Reading are adapting well to a new style of play... or are they?
The biggest worry I had a few weeks ago, when Charlton came to the Madejski, was that we'd struggle to break down a side that sits back and invites us to attack. As it turned out, that was pretty much the case, although we eventually got the winner through Nick Blackman. Fast-forward to the Brighton game, and you could see a marked improvement in the Royals' ability to retain possession before creating chances. The basic stats indicate that pretty well - 21 shots to Brighton's 10, 14 dribbles to 5 and 55% possession are all good signs for a game in which Reading dominated the ball and managed to carve out opportunities.
That all being said, I'm not convinced that those opportunities are actually particularly good. Delving deeper into the shooting statistics, Reading seem to lack patience and opt for quite speculative shots from range rather than carving out anything more clear-cut. Of the 21 shots that Reading had on Saturday, 12 were from outside the box - only three of those hit the target.
Speaking of shots on target, the total figure of five is pretty discouraging. Considering that Reading only hit the target from inside the area once when you exclude the goal - an opportunistic tap-in - Steve Clarke has a lot of work to do on the Royals' attacking play. The policy of Reading's front line largely seems to be one of 'shoot on sight'. That's not always a bad thing - screamers from Blackman and Norwood this season being evidence to the contrary - but it's not a healthy way of approaching a game. If Reading want to unlock Huddersfield on Tuesday, and many more visitors to the Madejski, they'll need to rediscover some much-needed patience and ingenuity.
Player in focus: Oliver Norwood
Coming away from the game, Nick Blackman was my man of the match - the forward was at his dangerous best, threatening to win the game all by himself. That said, there was also a quietly impressive performance from Oliver Norwood that will go unnoticed in much of the post-match reaction. Earlier I talked about how Reading had got better at playing on the front foot - well, Norwood was instrumental in that.
The ex-Terrier performed his maestro-like role in the middle of the park with great efficiency. With 83, Norwood made more passes than anyone else on the pitch, and also had the most touches on the day with 94. In contrast, Brighton's best could only manage 61 (Bruno and Rosenior jointly) and 78 (Dunk) respectively. Looking at those stats, it's fair to say that Reading have a player that is naturally suited to orchestrating the play from a deep position in the midfield.
Another important aspect of that is that he has no false impressions of what his role in the team is. For an indication of that, take a look at his heat map (first graphic) in contrast to that of Danny Williams (second graphic).

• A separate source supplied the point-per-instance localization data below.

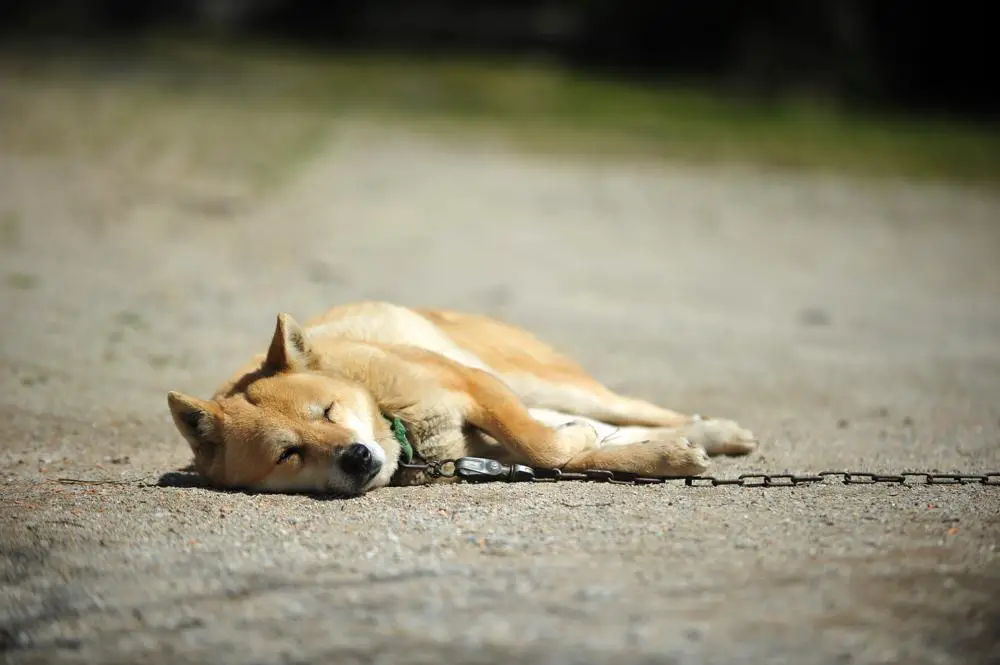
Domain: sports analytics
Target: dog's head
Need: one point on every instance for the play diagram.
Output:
(286, 426)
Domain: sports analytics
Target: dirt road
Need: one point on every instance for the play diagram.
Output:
(851, 325)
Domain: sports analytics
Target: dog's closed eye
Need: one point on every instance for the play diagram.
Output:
(289, 453)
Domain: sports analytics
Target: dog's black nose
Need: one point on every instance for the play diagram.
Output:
(358, 460)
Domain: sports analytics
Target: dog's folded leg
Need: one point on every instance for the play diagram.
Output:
(674, 457)
(496, 410)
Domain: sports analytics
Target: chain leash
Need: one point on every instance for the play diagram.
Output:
(482, 470)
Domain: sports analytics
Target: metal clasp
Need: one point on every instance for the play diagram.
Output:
(482, 470)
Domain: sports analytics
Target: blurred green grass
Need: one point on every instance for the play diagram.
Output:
(260, 110)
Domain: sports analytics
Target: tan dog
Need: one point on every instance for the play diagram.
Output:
(314, 413)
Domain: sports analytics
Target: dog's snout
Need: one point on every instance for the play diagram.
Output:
(358, 460)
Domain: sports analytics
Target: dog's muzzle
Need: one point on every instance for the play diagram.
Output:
(360, 461)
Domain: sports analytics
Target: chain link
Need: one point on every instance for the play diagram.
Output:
(476, 469)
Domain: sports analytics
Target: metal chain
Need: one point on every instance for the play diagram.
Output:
(478, 469)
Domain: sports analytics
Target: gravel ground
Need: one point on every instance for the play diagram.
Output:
(851, 325)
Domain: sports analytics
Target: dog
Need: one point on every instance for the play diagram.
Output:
(320, 410)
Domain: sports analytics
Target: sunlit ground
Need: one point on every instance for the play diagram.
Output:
(252, 113)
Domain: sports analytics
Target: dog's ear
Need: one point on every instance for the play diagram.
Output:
(199, 422)
(290, 349)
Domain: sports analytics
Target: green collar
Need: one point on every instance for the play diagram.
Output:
(399, 432)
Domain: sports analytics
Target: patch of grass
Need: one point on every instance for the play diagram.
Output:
(259, 111)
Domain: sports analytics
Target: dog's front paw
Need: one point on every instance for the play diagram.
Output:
(679, 457)
(720, 437)
(576, 437)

In other words, Norwood knows that he's not a box-to-box midfielder. Against Brighton, in the same way as against plenty of other sides this season, he held back - rarely venturing into the final third. Williams allows him to do that by providing the muscle: his movement is far more expressive, with the American doing most of the hard running.

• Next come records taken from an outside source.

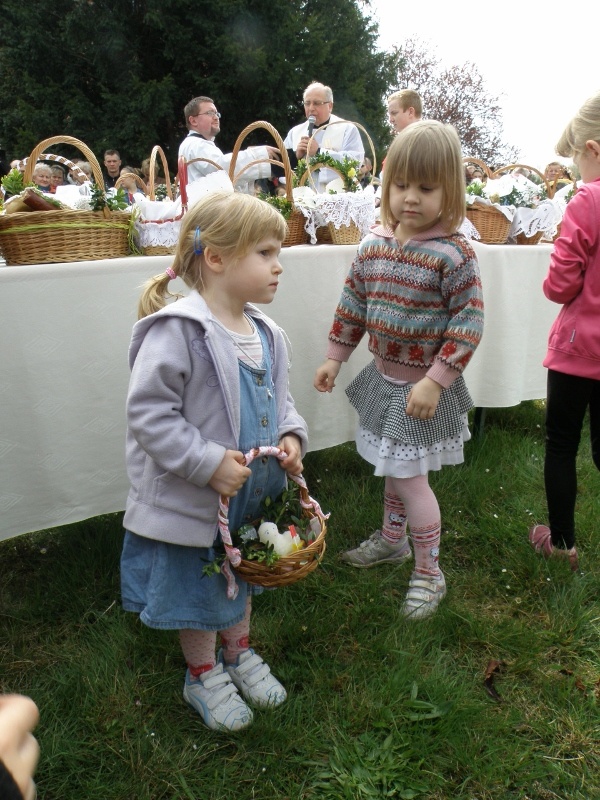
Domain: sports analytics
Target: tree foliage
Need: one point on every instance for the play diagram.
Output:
(117, 73)
(457, 95)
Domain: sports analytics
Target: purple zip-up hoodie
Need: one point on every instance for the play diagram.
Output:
(183, 413)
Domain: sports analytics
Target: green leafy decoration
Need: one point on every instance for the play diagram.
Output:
(347, 166)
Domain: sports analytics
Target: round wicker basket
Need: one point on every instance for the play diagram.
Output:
(288, 569)
(491, 224)
(47, 237)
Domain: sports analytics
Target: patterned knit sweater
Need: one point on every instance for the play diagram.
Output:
(420, 303)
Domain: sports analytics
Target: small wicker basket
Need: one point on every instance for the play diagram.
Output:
(288, 569)
(47, 237)
(296, 221)
(491, 224)
(520, 238)
(329, 234)
(345, 234)
(172, 224)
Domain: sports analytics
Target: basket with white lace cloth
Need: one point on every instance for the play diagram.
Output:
(347, 215)
(158, 221)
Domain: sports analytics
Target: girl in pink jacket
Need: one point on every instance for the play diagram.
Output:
(573, 357)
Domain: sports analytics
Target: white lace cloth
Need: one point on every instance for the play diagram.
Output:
(338, 209)
(544, 217)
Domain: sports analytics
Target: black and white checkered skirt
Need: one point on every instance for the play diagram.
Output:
(381, 406)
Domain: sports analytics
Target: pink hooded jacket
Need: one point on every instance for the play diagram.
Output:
(574, 279)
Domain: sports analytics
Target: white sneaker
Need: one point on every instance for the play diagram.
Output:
(424, 595)
(255, 681)
(216, 699)
(376, 550)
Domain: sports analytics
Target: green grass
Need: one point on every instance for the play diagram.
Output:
(378, 707)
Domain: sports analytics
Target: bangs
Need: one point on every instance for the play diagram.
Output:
(420, 164)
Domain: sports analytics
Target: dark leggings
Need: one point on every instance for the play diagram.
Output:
(569, 397)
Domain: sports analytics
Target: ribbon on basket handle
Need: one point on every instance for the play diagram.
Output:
(232, 554)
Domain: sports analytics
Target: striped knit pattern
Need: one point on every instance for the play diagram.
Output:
(418, 303)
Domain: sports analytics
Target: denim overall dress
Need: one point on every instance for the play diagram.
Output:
(163, 582)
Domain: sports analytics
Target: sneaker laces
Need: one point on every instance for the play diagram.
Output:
(212, 680)
(253, 669)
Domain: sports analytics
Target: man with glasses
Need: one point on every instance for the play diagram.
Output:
(202, 120)
(337, 141)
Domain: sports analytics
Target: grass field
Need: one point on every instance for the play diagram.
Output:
(378, 706)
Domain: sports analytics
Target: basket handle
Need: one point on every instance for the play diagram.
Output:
(59, 159)
(39, 149)
(232, 554)
(288, 178)
(157, 149)
(481, 164)
(285, 159)
(311, 168)
(128, 175)
(182, 175)
(356, 125)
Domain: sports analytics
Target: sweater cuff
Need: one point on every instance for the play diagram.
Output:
(443, 374)
(339, 352)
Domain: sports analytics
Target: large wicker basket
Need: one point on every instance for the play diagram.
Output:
(288, 569)
(491, 224)
(46, 237)
(296, 221)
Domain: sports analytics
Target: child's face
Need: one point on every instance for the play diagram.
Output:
(255, 277)
(42, 176)
(416, 206)
(588, 162)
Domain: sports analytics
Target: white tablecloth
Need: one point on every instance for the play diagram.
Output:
(65, 330)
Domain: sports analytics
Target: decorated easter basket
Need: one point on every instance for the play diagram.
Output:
(287, 569)
(492, 226)
(523, 238)
(344, 230)
(46, 237)
(296, 233)
(330, 233)
(159, 235)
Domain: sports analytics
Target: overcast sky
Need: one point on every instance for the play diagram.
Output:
(541, 65)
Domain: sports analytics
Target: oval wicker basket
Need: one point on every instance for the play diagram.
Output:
(287, 569)
(47, 237)
(296, 221)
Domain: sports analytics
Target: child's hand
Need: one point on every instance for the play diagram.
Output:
(293, 462)
(230, 475)
(326, 374)
(423, 399)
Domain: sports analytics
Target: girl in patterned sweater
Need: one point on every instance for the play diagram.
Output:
(414, 289)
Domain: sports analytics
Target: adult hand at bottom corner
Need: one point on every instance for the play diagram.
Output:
(19, 750)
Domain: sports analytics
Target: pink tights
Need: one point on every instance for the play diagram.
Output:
(412, 501)
(199, 646)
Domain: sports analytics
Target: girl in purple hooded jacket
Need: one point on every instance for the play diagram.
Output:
(209, 382)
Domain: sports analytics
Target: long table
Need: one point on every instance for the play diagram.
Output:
(65, 331)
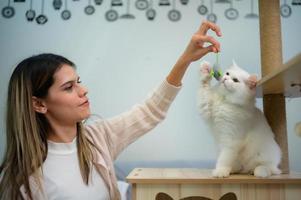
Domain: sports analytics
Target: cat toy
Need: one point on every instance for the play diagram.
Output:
(216, 71)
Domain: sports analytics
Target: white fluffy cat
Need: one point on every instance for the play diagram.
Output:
(246, 141)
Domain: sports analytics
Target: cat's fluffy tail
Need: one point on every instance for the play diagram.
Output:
(265, 171)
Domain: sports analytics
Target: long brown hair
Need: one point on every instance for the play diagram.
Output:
(26, 130)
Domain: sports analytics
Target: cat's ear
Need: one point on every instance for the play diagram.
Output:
(234, 65)
(252, 81)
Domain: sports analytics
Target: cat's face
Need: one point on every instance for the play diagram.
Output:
(237, 84)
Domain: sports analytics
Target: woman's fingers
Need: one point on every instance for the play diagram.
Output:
(201, 39)
(206, 25)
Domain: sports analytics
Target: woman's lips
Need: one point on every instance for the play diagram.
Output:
(86, 103)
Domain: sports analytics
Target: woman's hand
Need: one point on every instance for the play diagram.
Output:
(196, 49)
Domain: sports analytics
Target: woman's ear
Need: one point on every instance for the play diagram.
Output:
(252, 81)
(38, 105)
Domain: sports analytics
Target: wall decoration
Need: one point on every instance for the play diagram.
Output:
(174, 14)
(8, 11)
(151, 12)
(205, 8)
(117, 3)
(42, 19)
(231, 13)
(222, 1)
(98, 2)
(141, 4)
(296, 2)
(202, 9)
(30, 14)
(252, 15)
(184, 2)
(66, 14)
(111, 15)
(89, 9)
(57, 4)
(285, 10)
(127, 15)
(164, 3)
(211, 16)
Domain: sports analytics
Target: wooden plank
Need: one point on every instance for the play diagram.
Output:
(196, 176)
(284, 80)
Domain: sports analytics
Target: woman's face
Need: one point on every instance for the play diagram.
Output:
(66, 101)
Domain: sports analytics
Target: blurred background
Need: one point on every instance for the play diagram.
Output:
(123, 49)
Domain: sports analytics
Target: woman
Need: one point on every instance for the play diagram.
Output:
(50, 154)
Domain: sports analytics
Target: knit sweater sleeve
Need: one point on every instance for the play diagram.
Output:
(122, 130)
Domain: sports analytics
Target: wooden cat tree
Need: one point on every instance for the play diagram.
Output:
(279, 80)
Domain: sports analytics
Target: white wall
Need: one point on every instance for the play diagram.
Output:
(121, 62)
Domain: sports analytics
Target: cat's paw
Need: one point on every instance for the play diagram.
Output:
(262, 171)
(205, 71)
(221, 172)
(276, 170)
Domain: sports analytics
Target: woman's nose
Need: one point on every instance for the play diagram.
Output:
(83, 91)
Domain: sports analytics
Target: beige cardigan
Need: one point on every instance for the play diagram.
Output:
(111, 136)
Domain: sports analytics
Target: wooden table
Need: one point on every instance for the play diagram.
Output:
(186, 182)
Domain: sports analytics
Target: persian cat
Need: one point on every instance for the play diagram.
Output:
(245, 140)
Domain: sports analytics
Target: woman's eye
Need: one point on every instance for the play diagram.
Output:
(69, 88)
(235, 80)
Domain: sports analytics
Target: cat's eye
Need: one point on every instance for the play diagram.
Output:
(235, 80)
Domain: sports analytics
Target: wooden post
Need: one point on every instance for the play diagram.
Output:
(271, 59)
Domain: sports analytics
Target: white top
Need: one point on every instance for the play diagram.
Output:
(62, 177)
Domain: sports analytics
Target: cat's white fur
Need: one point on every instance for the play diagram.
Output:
(245, 140)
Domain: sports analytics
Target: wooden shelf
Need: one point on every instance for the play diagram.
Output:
(282, 81)
(202, 176)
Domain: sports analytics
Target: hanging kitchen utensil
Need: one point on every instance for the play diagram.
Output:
(296, 2)
(98, 2)
(151, 13)
(141, 4)
(8, 11)
(252, 15)
(66, 14)
(30, 14)
(202, 9)
(42, 19)
(184, 2)
(174, 15)
(222, 1)
(111, 15)
(164, 3)
(89, 9)
(57, 4)
(116, 3)
(231, 13)
(127, 15)
(285, 10)
(211, 16)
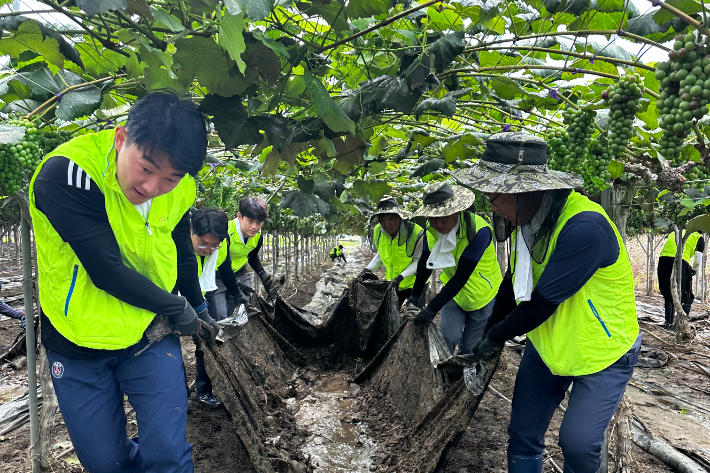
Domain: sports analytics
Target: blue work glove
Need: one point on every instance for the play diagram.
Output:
(425, 316)
(417, 301)
(486, 348)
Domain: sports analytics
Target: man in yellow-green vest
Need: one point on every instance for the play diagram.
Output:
(245, 243)
(694, 244)
(209, 234)
(398, 245)
(460, 244)
(570, 288)
(111, 218)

Reading continue their big match form
The Royals have shown on various occasions this season that they're up for a fight and can go toe-to-toe with the best in the division. Saturday's point against the league leaders was the latest positive result in that field, with victories already won courtesy of Burnley and Middlesbrough. As was pointed out by some on Twitter before the game, coming away unbeaten was crucial, but I think this was more for a psychological advantage than a points one.

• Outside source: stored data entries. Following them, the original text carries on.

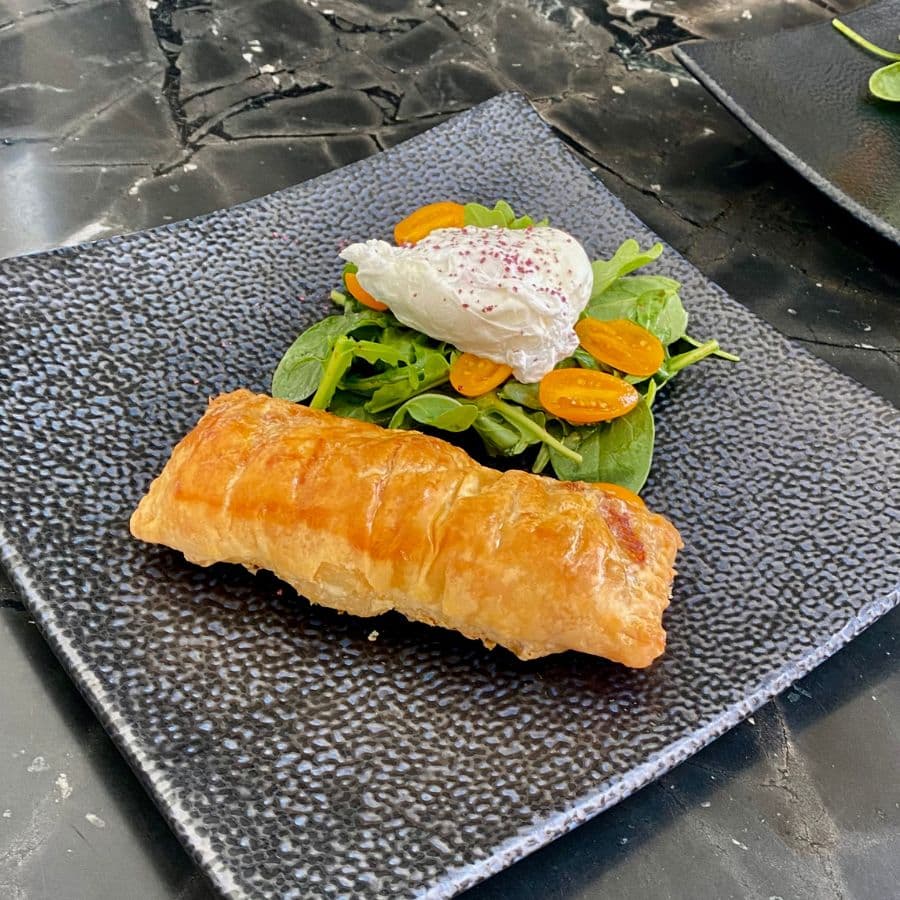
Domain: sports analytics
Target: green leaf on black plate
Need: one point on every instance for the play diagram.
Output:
(436, 410)
(619, 452)
(300, 370)
(626, 259)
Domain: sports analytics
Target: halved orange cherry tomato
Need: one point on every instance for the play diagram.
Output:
(583, 396)
(361, 294)
(622, 344)
(472, 376)
(618, 491)
(426, 219)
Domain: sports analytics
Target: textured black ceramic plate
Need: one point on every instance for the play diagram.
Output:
(805, 93)
(293, 756)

Had Matej Vydra not popped up with the equaliser, Reading would have dropped to ninth in the table. Sure, that would have been a big blow to a side that had only recently graced an automatic spot, but it wasn't anything that couldn't have been rectified by an upturn in form later in the season.
In fact, Steve Clarke's side proved that they are themselves one of the best in the division - after all, you don't repeatedly pick up points against teams like Brighton, Middlesbrough and Burnley out of luck. Reading arguably deserved all three points against the Seagulls despite not really getting into top gear. That kind of assessment of the team last season would have been unheard of, wouldn't it?